いろいろな方が、この場所に親しんでいました。

 

しかし、2013年5月1日の深夜、不審火により鳥居と祠が燃えてしまいました。

半年ほど黒こげの姿でそこにありましたが、2014年夏に撤去されてしまいました。

 

その後も再建されることはなく、現在は跡地という看板が立っているのみです。

親の井稲荷さんの歴史

お寺や大きな神社と違って、地元密着の小さなお稲荷さんはあまり資料に残っていません。

親之井稲荷さんの歴史は古いようですが、建立当初のことはまだまだ分かっていません。

お稲荷さんの会では、地域の歴史とともに調査研究を続けています。

 

最も古い資料では、1650年代に描かれたとされる『牟礼村古地図』の中で、現在の位置に「いなり」と書かれているのが見つかっています。

地元の方からは「井の頭弁財天よりも古くからあった」というお話もあり、長くこの土地で愛されてきたお稲荷さんのようです。

 

また「親之井」という名称は、「狛江」「七井」と並んで、井の頭池を表す古い名前のひとつです。

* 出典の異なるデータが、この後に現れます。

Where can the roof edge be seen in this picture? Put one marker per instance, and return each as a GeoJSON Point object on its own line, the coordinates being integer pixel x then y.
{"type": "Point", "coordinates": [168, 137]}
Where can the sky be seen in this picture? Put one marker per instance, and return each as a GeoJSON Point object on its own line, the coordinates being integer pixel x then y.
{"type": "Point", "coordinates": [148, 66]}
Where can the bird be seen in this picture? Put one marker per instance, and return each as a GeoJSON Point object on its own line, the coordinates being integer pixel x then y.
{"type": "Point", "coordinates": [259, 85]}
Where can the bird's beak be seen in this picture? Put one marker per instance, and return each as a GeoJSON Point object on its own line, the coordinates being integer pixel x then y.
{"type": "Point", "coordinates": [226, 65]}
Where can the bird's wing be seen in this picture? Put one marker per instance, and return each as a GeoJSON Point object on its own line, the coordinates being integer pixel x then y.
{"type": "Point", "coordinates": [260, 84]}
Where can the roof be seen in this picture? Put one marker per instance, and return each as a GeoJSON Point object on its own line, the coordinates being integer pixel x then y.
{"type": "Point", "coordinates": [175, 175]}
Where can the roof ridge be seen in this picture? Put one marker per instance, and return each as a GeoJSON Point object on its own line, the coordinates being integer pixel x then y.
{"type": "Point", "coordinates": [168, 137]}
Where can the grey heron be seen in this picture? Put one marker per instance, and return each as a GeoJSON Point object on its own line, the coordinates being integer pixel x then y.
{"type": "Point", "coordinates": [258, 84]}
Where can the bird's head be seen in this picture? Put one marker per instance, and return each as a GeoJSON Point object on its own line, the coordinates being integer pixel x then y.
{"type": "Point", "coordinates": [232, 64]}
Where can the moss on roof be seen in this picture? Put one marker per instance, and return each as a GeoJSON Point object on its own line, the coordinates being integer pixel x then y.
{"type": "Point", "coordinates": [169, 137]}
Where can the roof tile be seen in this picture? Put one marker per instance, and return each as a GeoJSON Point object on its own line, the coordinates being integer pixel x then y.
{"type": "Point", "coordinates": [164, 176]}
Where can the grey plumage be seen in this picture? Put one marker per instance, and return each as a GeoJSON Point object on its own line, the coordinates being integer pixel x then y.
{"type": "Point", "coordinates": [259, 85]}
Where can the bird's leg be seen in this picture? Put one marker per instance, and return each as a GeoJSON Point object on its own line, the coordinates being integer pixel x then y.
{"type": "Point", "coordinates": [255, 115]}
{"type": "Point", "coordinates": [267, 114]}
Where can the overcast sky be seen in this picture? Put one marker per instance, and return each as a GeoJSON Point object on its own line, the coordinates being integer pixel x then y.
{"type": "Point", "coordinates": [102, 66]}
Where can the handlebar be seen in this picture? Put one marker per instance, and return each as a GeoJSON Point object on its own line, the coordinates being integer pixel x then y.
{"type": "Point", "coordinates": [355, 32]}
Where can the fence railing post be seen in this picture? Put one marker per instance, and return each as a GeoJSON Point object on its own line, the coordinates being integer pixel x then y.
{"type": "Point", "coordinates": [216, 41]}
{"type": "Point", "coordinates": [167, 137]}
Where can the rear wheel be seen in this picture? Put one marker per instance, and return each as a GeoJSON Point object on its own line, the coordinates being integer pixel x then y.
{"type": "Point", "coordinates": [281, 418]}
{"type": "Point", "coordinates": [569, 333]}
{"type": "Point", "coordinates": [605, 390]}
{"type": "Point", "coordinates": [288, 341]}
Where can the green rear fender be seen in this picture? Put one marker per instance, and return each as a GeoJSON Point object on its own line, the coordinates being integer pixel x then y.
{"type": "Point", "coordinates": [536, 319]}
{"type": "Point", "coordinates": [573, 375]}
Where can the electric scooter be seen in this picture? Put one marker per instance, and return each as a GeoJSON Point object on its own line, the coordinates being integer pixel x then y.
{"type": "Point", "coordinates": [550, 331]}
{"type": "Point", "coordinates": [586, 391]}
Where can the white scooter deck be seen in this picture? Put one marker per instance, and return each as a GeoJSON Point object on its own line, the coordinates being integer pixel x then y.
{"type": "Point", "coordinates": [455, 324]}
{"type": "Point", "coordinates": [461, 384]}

狛江、七井は現在も井の頭池にかかる橋の名前として残っていますが、親之井という名前を今に残していたのはこのお稲荷さんだけでした。

再建に向けて

不審火があってから、再建を願う声はあちこちからあったそうですが、親之井稲荷さんの再建は、なかなか難しい状況です。

なぜかというと、「持ち主がいない」からです。

 

お稲荷さんの建っていた土地は以前はお寺の所有地でしたが、現在は東京都の土地です。

また、焼けた跡の祠や石造物が全て撤去されてしまったこともあり、都の公園という公共の場所に、新たにお稲荷さんを作ろう、と考えると難しいのです。

 

でも、この場所に昔からあり、庶民のささやかな憩いの場所として愛されていたのです。

誰かのいたずらか不注意によって燃えてしまったのはとても悲しいことで、もとの可愛らしいお稲荷さんを、美しい景観の中に残したいと願っています。

 

私たちは宗教団体ではありません。井の頭公園が好きで、かつてのお稲荷さんに愛着を持っていた近所の有志の集まりです。

歴史的・文化的にも価値のあるお稲荷さんを、再建するなら協力しようと言ってくださる方々も少しずつ増えてきました。

これからも、応援して頂ければ嬉しいです。